La destruction a commencé au lendemain du Référendum du  28 septembre 1958. «  L’ordre secret fut donné d’emporter  toutes les  archives à Dakar et Aix –En –Provence dans le sud de la France ou de  détruire tout ce qui ne pouvait l‘être. La   nouvelle République devait naître sur une page blanche de son histoire  »… Seuls « les commandants de cercle se retireront plus discrètement sans faire comme à Conakry », écrit Sanassy Keita ; ce qui permit de résoudre en 1980, à l’avantage de la Guinée-Conakry, grâce à un document trouvé dans les archives de Gaoual sur le bornage de la frontière entre les deux pays, le conflit frontalier entre notre pays et  La Guinée-Bissaau.

La destruction des traces et des archives guinéennes ont été reprises  et accentuées  à partir du 3 avril 1984.

En effet, suite à la tentative du coup d’Etat du 4 juillet 1985, les fonds des  archives nationales  furent  jetées pêle-mêle,   en quelques jours par les prisonniers de la Sûreté de Conakry,  dans une des salles  du Musée national; malgré la protestation des cadres  des différents services de l’ICCDRG qui en avait la tutelle, il nous avait été  rétorqué que la zone était  «  désormais  affectée par l’Autorité »  au bataillon des bérets rouges nouvellement créé, le camp de Koundara, l’actuel camp Mokambo.

 Certes, les documents n’avaient pas été incinérés ; mais ils avaient été livrés aux rats et aux souris et avaient été l’objet  de vols fréquents, dont une partie servit pendant longtemps d’emballage  aux vendeuses des  marchés de Conakry.

 La destruction de la Bibliothèque nationale

C’est à partir de juillet 1987 que la Bibliothèque nationale  ne put plus remplir sa mission d’institution de conservation du patrimoine imprimé national faute de locaux appropriés et de son  saccage à partir de cette date.

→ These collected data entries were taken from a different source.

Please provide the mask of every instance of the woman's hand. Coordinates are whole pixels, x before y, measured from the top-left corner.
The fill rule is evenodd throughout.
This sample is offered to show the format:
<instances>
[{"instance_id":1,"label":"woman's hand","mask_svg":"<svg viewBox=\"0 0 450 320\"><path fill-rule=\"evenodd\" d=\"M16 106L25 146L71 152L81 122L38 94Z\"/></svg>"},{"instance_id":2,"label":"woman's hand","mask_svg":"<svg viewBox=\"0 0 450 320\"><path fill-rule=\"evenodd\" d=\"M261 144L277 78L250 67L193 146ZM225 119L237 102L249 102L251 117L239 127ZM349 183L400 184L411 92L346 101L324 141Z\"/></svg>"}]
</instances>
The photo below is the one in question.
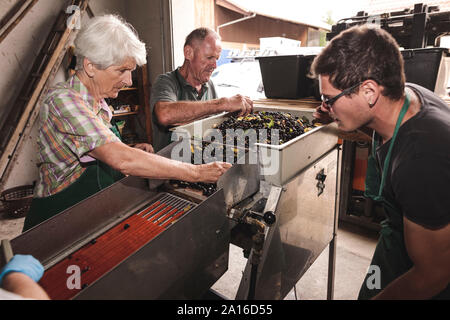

 En effet, alors que son département, le ministère de  l’Enseignement Primaire et de l’ Alphabétisation, a toujours été installé dans le complexe administratif de l’Education à Conakry-ville, la  ministre en charge de ce département fera éparpiller les fonds de la Bibliothèque Nationale dans différents lieux  afin de déménager dans  les locaux de cette institution  et de la direction de la recherche scientifique ; ces services lui rappelaient la première République dont elle ne  supportait  aucune trace dans son secteur .

Heureusement  que ce département  a été finalement  renvoyé à son bâtiment d’origine quand son titulaire perdit son poste. Mais la Direction de la  recherche scientifique  et la Bibliothèque nationale  n’ont plus  récupéré leurs  locaux où se trouve désormais le Ministère de l’Emploi, de l’Enseignement Technique et professionnel.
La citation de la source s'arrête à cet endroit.